The aim of this study was to determine the effect of an angiotensin-converting enzyme inhibitor (ACEI), initiated within 24 hours of an acute myocardial infarction (AMI), on the QT dispersion (QTd). ACEIs have proven beneficial in improving left ventricular remodeling, following an AMI while contributing to a reduction in sudden cardiac death (SCD). A prolonged QTd is a marker of electrical instability predisposing to ventricular arrhythmias and SCD. No one has looked at the effects on the QTd of ACEI therapy initiated within 24 hours of an AMI. The study included 239 consecutive patients who presented with an AMI between January 1, 1998 and December 31, 1998. A total of 105 patients had never been treated with an ACEI, and 51 patients were started on enalapril within 24 hours of presentation. Patient demographics were similar in both groups. All patients were treated with aspirin and beta-blocker therapy. A baseline QTd was determined and recalculated on days 3-4 and 6-7 following the AMI. There was no significant difference in the baseline QTd, heart rate, QTc(min), and QTc(max) between the two groups. On days 3-4 the QTd in the treatment group (A) was 39.2 +/- 19.4 ms, as opposed to 84.4 +/- 31.2 ms in the control group (B) (P = 1.0E-06). This reduction in QTd was accounted for by a significant difference in the QTc(max). The QTd shortened in both groups on days 6-7 with a QTd of 30.0 +/- 17.5 in group A and a QTd of 54.1 +/- 26.3 in group B (P = 1.0E-05).
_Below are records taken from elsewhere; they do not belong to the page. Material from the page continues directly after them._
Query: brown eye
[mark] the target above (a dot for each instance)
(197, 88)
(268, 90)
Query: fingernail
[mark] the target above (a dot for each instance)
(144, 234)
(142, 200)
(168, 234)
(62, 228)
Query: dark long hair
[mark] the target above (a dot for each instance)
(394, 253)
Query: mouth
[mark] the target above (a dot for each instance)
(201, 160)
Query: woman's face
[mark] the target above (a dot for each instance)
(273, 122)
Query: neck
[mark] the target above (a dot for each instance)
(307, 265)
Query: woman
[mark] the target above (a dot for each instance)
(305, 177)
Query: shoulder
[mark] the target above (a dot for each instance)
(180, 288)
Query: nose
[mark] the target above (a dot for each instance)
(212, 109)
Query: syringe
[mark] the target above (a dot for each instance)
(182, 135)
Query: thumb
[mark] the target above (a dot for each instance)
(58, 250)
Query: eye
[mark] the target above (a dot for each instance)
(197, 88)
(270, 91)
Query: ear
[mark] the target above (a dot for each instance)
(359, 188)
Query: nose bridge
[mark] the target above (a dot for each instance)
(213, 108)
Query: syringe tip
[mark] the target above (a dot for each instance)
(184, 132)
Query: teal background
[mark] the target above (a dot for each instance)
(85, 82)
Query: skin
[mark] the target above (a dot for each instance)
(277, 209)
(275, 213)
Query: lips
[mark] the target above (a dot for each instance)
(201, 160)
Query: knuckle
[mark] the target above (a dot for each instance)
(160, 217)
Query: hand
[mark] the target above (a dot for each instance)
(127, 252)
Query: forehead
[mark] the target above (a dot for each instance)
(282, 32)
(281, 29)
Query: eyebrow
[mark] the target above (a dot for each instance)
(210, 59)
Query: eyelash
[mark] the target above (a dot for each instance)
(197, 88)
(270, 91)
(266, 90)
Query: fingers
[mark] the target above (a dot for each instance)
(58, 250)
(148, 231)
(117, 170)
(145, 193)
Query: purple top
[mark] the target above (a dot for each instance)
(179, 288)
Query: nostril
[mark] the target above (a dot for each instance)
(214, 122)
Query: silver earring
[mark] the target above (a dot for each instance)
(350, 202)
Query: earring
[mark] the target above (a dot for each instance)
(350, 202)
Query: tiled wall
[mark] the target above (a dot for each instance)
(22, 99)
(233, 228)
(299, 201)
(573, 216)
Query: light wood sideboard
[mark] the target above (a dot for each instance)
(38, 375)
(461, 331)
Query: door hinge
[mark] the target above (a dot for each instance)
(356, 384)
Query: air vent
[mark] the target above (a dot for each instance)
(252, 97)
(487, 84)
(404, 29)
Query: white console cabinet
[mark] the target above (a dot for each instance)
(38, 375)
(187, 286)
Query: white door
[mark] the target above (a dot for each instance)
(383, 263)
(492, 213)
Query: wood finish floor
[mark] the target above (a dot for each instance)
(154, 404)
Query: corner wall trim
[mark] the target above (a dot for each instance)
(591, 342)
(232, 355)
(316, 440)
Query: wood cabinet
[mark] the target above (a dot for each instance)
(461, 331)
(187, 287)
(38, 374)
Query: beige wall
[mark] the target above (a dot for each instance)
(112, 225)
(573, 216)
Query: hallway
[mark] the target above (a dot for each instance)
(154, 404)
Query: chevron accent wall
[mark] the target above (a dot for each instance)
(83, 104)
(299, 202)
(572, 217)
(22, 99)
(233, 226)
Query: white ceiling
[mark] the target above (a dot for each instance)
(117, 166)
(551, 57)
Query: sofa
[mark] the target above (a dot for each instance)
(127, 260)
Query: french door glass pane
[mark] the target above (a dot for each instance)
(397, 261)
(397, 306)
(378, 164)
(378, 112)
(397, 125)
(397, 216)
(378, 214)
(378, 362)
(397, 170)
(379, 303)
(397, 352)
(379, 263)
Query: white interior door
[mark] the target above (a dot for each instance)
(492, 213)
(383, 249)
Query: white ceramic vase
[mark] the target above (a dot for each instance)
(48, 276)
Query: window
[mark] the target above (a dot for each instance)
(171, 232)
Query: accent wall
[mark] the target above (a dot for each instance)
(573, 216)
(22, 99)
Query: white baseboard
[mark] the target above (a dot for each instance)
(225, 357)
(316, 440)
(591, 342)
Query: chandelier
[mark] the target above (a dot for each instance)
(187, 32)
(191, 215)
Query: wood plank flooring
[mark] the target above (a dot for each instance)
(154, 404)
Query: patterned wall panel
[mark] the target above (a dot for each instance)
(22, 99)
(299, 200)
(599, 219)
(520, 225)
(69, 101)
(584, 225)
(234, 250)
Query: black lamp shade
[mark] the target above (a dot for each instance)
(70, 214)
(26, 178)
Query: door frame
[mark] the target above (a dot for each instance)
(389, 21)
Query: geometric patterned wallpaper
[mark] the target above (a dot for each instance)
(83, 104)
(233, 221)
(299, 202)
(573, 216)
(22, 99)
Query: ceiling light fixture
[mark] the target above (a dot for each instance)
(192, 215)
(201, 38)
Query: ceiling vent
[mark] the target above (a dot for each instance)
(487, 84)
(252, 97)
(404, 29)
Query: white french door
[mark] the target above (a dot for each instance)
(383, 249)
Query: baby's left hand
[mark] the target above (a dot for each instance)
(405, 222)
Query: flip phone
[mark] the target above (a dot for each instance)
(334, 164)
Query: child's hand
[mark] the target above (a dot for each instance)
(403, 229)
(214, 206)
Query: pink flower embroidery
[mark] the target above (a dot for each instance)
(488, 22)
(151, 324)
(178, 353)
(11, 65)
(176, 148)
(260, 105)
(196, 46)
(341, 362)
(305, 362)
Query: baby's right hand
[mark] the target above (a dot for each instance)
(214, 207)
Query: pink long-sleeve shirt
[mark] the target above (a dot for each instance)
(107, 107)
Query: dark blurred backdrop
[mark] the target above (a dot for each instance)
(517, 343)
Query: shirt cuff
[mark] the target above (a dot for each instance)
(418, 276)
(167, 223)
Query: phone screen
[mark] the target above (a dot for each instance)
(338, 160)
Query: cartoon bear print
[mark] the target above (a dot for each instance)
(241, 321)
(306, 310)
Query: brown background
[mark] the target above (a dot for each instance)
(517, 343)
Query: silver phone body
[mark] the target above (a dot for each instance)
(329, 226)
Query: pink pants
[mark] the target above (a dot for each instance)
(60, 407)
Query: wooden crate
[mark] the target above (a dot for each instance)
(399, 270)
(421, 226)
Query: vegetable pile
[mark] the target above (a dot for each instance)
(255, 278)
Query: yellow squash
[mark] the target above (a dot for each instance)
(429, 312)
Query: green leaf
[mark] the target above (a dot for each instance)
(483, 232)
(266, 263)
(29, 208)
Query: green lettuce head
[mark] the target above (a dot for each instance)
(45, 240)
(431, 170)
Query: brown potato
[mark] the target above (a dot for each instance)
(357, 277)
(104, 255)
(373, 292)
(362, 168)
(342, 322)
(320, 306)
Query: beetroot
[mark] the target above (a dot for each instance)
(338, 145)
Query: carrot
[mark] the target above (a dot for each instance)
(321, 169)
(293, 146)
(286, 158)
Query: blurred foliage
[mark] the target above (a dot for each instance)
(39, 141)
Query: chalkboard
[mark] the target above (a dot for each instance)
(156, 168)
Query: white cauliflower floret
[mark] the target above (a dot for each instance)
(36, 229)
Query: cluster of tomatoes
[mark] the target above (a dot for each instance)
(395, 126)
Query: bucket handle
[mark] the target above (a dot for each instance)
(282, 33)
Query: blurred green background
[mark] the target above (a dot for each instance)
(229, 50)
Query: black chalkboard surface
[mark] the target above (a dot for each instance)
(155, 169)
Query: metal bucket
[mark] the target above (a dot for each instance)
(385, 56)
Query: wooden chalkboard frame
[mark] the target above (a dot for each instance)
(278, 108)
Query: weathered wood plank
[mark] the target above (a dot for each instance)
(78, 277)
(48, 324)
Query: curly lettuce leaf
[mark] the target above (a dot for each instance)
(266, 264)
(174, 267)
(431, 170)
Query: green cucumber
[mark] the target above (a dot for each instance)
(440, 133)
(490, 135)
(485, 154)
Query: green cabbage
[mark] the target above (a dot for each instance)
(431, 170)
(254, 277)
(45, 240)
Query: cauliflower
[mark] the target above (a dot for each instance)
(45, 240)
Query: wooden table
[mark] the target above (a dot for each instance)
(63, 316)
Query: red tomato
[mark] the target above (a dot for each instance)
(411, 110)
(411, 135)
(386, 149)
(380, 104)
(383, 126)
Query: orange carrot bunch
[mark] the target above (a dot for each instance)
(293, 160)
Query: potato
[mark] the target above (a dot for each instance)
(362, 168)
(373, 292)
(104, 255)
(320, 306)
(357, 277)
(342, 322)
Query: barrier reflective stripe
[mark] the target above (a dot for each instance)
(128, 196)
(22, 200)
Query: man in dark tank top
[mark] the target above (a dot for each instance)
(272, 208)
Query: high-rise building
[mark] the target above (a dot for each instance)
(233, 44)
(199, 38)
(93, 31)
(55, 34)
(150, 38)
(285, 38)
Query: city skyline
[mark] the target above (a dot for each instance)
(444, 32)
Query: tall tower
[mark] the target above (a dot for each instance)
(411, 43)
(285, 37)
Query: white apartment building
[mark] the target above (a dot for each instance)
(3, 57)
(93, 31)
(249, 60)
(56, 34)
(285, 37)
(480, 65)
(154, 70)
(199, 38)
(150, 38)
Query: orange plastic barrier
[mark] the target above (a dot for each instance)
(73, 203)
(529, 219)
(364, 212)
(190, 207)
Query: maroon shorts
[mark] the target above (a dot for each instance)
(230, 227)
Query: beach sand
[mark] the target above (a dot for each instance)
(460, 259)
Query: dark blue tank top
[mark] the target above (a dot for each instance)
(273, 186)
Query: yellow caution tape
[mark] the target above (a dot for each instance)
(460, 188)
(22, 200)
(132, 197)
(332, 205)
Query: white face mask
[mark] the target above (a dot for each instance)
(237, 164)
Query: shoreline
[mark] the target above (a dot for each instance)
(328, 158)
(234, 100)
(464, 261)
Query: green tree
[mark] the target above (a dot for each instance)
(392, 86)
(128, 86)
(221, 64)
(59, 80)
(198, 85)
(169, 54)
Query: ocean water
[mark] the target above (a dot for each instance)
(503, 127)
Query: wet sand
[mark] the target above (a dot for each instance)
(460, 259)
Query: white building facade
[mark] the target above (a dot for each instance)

There was a significant difference in ejection fraction (EF) between the two groups with the ACEI treated group exhibiting a lower EF, (0.403 (A), 0.494 (B), P < 0.043). The mean dose of enalapril was 6.45 mg daily in the treatment group. ACEIs have been previously shown to reduce the QTd after two months of therapy following an AMI. This study shows that the beneficial effects of ACEI occur early following administration of the drug. The authors speculate that the reduction in SCD conferred by ACEI therapy may be attributed to its effect on reducing the degree of ventricular dispersion of repolarization following a myocardial infarction.